As we mentioned, Keenum needed to put a Broncos win on his back. Denver needed him to match Mahomes’ ability to make plays out of chaos. He needed to create and capitalize on the opportunities that Kansas City presented.
He. Did. Not.
Fairness and equity are always good ideas when opining about local sports figures so let’s start with the fact that Keenum played much better. He uses his legs judiciously and effectively, his decisions were better, his passes also better.
There was that one play, though. On a first-and-ten with 8 minutes left and Denver still in contention, Bill Musgrave reached into his bag of tricks and threw a flea-flicker. Broncos receiver Demaryius Thomas was behind Kendall Fuller and there was nearly 50 yards of wide open space between DT and the endzone. Keenum threw the ball two yards behind DT and Fuller made a diving interception.
The play killed momentum and it, for all intents-and-purposes sealed the game for Kansas City. The Broncos defense made a valiant push in the fourth, returning the ball to the Denver offense. In fact, Kansas City scored it’s 30th point with over five minutes left in the third quarter. The defense scrapped and clawed in the second half but Keenum and the offense would not capitalize.

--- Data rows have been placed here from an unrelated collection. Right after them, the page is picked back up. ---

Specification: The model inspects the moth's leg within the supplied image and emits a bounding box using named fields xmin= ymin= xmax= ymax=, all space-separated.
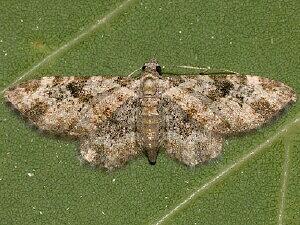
xmin=164 ymin=131 xmax=224 ymax=166
xmin=79 ymin=132 xmax=141 ymax=170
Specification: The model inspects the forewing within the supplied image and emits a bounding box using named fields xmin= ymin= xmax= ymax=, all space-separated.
xmin=162 ymin=74 xmax=296 ymax=135
xmin=5 ymin=76 xmax=140 ymax=137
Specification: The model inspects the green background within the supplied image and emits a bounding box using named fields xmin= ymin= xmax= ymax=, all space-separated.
xmin=0 ymin=0 xmax=299 ymax=224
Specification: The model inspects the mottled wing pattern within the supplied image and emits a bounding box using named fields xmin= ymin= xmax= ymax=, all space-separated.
xmin=4 ymin=68 xmax=297 ymax=169
xmin=163 ymin=74 xmax=296 ymax=135
xmin=5 ymin=76 xmax=142 ymax=170
xmin=5 ymin=76 xmax=139 ymax=137
xmin=161 ymin=98 xmax=223 ymax=166
xmin=161 ymin=74 xmax=296 ymax=166
xmin=80 ymin=96 xmax=141 ymax=170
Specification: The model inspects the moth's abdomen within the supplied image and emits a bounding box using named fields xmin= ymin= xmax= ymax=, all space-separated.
xmin=138 ymin=77 xmax=161 ymax=164
xmin=140 ymin=98 xmax=160 ymax=147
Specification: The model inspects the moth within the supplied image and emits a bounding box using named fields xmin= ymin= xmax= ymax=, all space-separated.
xmin=5 ymin=59 xmax=296 ymax=170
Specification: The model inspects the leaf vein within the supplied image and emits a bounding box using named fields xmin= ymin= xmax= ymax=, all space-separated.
xmin=278 ymin=140 xmax=290 ymax=225
xmin=0 ymin=0 xmax=136 ymax=94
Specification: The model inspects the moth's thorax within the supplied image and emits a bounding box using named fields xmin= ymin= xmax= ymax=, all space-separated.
xmin=138 ymin=72 xmax=161 ymax=164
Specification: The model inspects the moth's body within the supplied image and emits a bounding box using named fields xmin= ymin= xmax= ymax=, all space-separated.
xmin=4 ymin=59 xmax=296 ymax=170
xmin=137 ymin=62 xmax=162 ymax=164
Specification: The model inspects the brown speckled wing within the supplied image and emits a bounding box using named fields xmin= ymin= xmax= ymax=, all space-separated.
xmin=162 ymin=98 xmax=223 ymax=166
xmin=5 ymin=76 xmax=140 ymax=137
xmin=163 ymin=74 xmax=296 ymax=135
xmin=79 ymin=96 xmax=142 ymax=170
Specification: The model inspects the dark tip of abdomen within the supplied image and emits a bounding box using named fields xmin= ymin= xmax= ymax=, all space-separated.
xmin=149 ymin=160 xmax=156 ymax=165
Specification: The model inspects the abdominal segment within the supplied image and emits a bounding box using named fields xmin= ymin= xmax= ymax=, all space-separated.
xmin=140 ymin=110 xmax=160 ymax=150
xmin=137 ymin=76 xmax=162 ymax=163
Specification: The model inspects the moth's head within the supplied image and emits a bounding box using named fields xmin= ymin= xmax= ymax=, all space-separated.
xmin=142 ymin=59 xmax=162 ymax=76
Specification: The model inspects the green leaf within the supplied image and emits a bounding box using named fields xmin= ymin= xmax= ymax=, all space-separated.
xmin=0 ymin=1 xmax=299 ymax=225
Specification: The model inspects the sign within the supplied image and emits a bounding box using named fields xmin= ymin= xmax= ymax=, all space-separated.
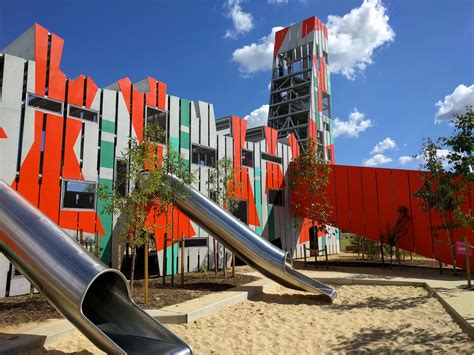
xmin=455 ymin=241 xmax=472 ymax=256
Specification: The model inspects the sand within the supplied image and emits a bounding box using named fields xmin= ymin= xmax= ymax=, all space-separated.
xmin=21 ymin=284 xmax=473 ymax=354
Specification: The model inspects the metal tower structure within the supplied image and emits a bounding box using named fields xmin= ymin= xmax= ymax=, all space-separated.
xmin=268 ymin=16 xmax=334 ymax=163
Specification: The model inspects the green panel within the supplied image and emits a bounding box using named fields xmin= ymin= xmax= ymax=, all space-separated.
xmin=320 ymin=235 xmax=327 ymax=250
xmin=100 ymin=141 xmax=115 ymax=169
xmin=101 ymin=120 xmax=115 ymax=134
xmin=97 ymin=178 xmax=113 ymax=264
xmin=180 ymin=99 xmax=190 ymax=127
xmin=165 ymin=243 xmax=179 ymax=275
xmin=169 ymin=136 xmax=179 ymax=154
xmin=180 ymin=131 xmax=190 ymax=150
xmin=254 ymin=168 xmax=263 ymax=236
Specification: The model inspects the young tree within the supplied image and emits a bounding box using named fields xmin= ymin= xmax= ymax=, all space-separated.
xmin=290 ymin=138 xmax=333 ymax=255
xmin=207 ymin=156 xmax=241 ymax=275
xmin=415 ymin=139 xmax=460 ymax=271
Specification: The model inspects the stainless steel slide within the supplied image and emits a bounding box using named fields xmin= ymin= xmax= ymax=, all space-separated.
xmin=0 ymin=180 xmax=192 ymax=355
xmin=164 ymin=174 xmax=337 ymax=302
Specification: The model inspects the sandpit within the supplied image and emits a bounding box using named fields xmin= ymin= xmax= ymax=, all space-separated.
xmin=21 ymin=285 xmax=473 ymax=354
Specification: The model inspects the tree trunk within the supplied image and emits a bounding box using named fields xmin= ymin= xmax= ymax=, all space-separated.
xmin=441 ymin=213 xmax=456 ymax=275
xmin=162 ymin=232 xmax=167 ymax=285
xmin=130 ymin=245 xmax=137 ymax=296
xmin=144 ymin=241 xmax=149 ymax=306
xmin=171 ymin=205 xmax=176 ymax=286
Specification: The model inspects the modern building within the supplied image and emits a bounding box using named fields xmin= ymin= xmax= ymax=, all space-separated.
xmin=0 ymin=17 xmax=340 ymax=297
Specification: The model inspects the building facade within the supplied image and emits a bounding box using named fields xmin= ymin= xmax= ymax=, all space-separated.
xmin=0 ymin=17 xmax=340 ymax=297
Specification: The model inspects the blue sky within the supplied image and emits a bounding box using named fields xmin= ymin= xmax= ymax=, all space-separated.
xmin=1 ymin=0 xmax=473 ymax=169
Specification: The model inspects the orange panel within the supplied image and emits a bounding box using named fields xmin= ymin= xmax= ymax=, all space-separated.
xmin=392 ymin=169 xmax=415 ymax=252
xmin=131 ymin=88 xmax=144 ymax=142
xmin=408 ymin=171 xmax=433 ymax=258
xmin=375 ymin=169 xmax=394 ymax=236
xmin=145 ymin=77 xmax=157 ymax=107
xmin=85 ymin=77 xmax=98 ymax=108
xmin=16 ymin=111 xmax=44 ymax=206
xmin=62 ymin=118 xmax=83 ymax=179
xmin=38 ymin=114 xmax=64 ymax=222
xmin=48 ymin=34 xmax=66 ymax=101
xmin=361 ymin=168 xmax=380 ymax=241
xmin=67 ymin=75 xmax=85 ymax=106
xmin=334 ymin=165 xmax=350 ymax=231
xmin=157 ymin=82 xmax=167 ymax=111
xmin=34 ymin=24 xmax=48 ymax=96
xmin=347 ymin=166 xmax=364 ymax=237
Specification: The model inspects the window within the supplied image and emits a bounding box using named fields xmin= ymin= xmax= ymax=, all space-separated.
xmin=192 ymin=144 xmax=216 ymax=167
xmin=261 ymin=152 xmax=282 ymax=164
xmin=241 ymin=149 xmax=254 ymax=167
xmin=145 ymin=106 xmax=167 ymax=143
xmin=28 ymin=93 xmax=62 ymax=114
xmin=268 ymin=189 xmax=284 ymax=206
xmin=184 ymin=238 xmax=208 ymax=248
xmin=232 ymin=200 xmax=248 ymax=224
xmin=62 ymin=180 xmax=96 ymax=210
xmin=68 ymin=105 xmax=98 ymax=122
xmin=116 ymin=160 xmax=128 ymax=196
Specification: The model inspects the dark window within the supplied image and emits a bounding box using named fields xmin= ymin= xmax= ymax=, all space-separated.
xmin=241 ymin=149 xmax=254 ymax=167
xmin=184 ymin=238 xmax=208 ymax=248
xmin=323 ymin=122 xmax=330 ymax=132
xmin=116 ymin=160 xmax=128 ymax=196
xmin=28 ymin=93 xmax=62 ymax=113
xmin=268 ymin=189 xmax=284 ymax=206
xmin=261 ymin=152 xmax=282 ymax=164
xmin=192 ymin=144 xmax=216 ymax=167
xmin=0 ymin=56 xmax=4 ymax=100
xmin=69 ymin=105 xmax=98 ymax=122
xmin=145 ymin=107 xmax=167 ymax=143
xmin=232 ymin=200 xmax=248 ymax=224
xmin=62 ymin=180 xmax=96 ymax=210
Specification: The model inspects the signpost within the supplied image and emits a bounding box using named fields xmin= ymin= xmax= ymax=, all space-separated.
xmin=455 ymin=238 xmax=472 ymax=288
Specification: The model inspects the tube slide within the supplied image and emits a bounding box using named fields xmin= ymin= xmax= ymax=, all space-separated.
xmin=164 ymin=174 xmax=337 ymax=302
xmin=0 ymin=180 xmax=192 ymax=355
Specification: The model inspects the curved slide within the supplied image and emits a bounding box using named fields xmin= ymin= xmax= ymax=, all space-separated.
xmin=164 ymin=174 xmax=337 ymax=302
xmin=0 ymin=180 xmax=192 ymax=355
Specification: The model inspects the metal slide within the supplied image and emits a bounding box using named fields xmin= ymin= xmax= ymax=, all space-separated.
xmin=163 ymin=174 xmax=337 ymax=302
xmin=0 ymin=180 xmax=192 ymax=355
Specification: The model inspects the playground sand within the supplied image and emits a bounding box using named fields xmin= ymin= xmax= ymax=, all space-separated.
xmin=22 ymin=285 xmax=473 ymax=354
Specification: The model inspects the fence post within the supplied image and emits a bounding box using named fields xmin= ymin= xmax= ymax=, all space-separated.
xmin=144 ymin=240 xmax=149 ymax=306
xmin=232 ymin=254 xmax=235 ymax=278
xmin=213 ymin=239 xmax=217 ymax=276
xmin=325 ymin=245 xmax=329 ymax=270
xmin=303 ymin=245 xmax=307 ymax=269
xmin=181 ymin=234 xmax=185 ymax=286
xmin=465 ymin=236 xmax=471 ymax=289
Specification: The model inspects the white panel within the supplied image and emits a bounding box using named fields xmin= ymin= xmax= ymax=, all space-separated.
xmin=1 ymin=54 xmax=25 ymax=108
xmin=198 ymin=101 xmax=208 ymax=146
xmin=82 ymin=121 xmax=99 ymax=181
xmin=208 ymin=104 xmax=217 ymax=149
xmin=26 ymin=60 xmax=35 ymax=93
xmin=190 ymin=101 xmax=199 ymax=144
xmin=115 ymin=93 xmax=129 ymax=159
xmin=217 ymin=135 xmax=226 ymax=160
xmin=0 ymin=107 xmax=21 ymax=182
xmin=20 ymin=107 xmax=36 ymax=165
xmin=101 ymin=89 xmax=116 ymax=123
xmin=168 ymin=96 xmax=180 ymax=141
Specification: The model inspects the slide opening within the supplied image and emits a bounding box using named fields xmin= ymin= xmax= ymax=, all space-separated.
xmin=82 ymin=271 xmax=191 ymax=354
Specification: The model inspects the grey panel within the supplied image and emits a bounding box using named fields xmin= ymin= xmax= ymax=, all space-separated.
xmin=2 ymin=25 xmax=35 ymax=61
xmin=20 ymin=108 xmax=36 ymax=166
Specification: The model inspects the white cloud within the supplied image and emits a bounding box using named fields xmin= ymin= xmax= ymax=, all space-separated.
xmin=416 ymin=149 xmax=451 ymax=168
xmin=231 ymin=27 xmax=283 ymax=75
xmin=370 ymin=137 xmax=396 ymax=154
xmin=363 ymin=153 xmax=392 ymax=167
xmin=435 ymin=84 xmax=474 ymax=123
xmin=399 ymin=156 xmax=414 ymax=165
xmin=328 ymin=0 xmax=395 ymax=79
xmin=224 ymin=0 xmax=254 ymax=39
xmin=231 ymin=0 xmax=394 ymax=78
xmin=268 ymin=0 xmax=288 ymax=3
xmin=333 ymin=109 xmax=373 ymax=138
xmin=244 ymin=104 xmax=269 ymax=128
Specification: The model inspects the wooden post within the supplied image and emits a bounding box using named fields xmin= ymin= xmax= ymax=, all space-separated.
xmin=465 ymin=236 xmax=471 ymax=289
xmin=303 ymin=245 xmax=307 ymax=269
xmin=436 ymin=237 xmax=443 ymax=275
xmin=325 ymin=245 xmax=329 ymax=270
xmin=144 ymin=240 xmax=149 ymax=306
xmin=181 ymin=235 xmax=185 ymax=286
xmin=223 ymin=247 xmax=226 ymax=277
xmin=162 ymin=233 xmax=167 ymax=285
xmin=95 ymin=232 xmax=100 ymax=258
xmin=213 ymin=239 xmax=217 ymax=276
xmin=79 ymin=229 xmax=84 ymax=245
xmin=232 ymin=254 xmax=235 ymax=278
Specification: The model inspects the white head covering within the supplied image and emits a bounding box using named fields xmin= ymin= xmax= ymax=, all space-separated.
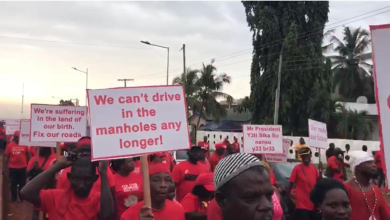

We can talk about the penalty drive. We can talk about the strip-sack that also featured a (declined) Garett Bolles holding call. What we should talk about is Keenum’s refusal to get rid of the ball in a timely fashion or his reluctance to do the simplest of QB things: Step up into the pocket.
This isn’t a defense of Bolles, the young man is struggling but in a league that’s chock-full of edge rushers with speed, there’s only so much time your tackles can provide. Patrick Mahomes gets it. Keenum just can’t.
Again, the offense and Keenum seem out-of-sync and the common denominator is number four.
Fans are clamoring for the dismissal of Vance Joseph and that may well be the right decision but are we confident in John Elway and Joe Ellis to make right decisions at this point? They did, after all, hire Joseph, let Wade Phillips go, let TJ Ward go, trade Aqib Talib and parade a rogue’s gallery of inadequate quarterbacks through town.
Keenum may be a serviceable NFL starter but maybe not for the Broncos. The feeling is that this season is blown, maybe Denver can sign Colin Kaepernick or trade for Jameis Winston, a half-season audition may not be a bad idea for some retread quarterbacks out there. What they shouldn’t do is limp to a 7-9 or 6-10 season. Either make the playoffs or get a pick that you can turn into a franchise QB.
Making the playoffs seems the unlikeliest of propositions so come on Oregon QB Justin Herbert.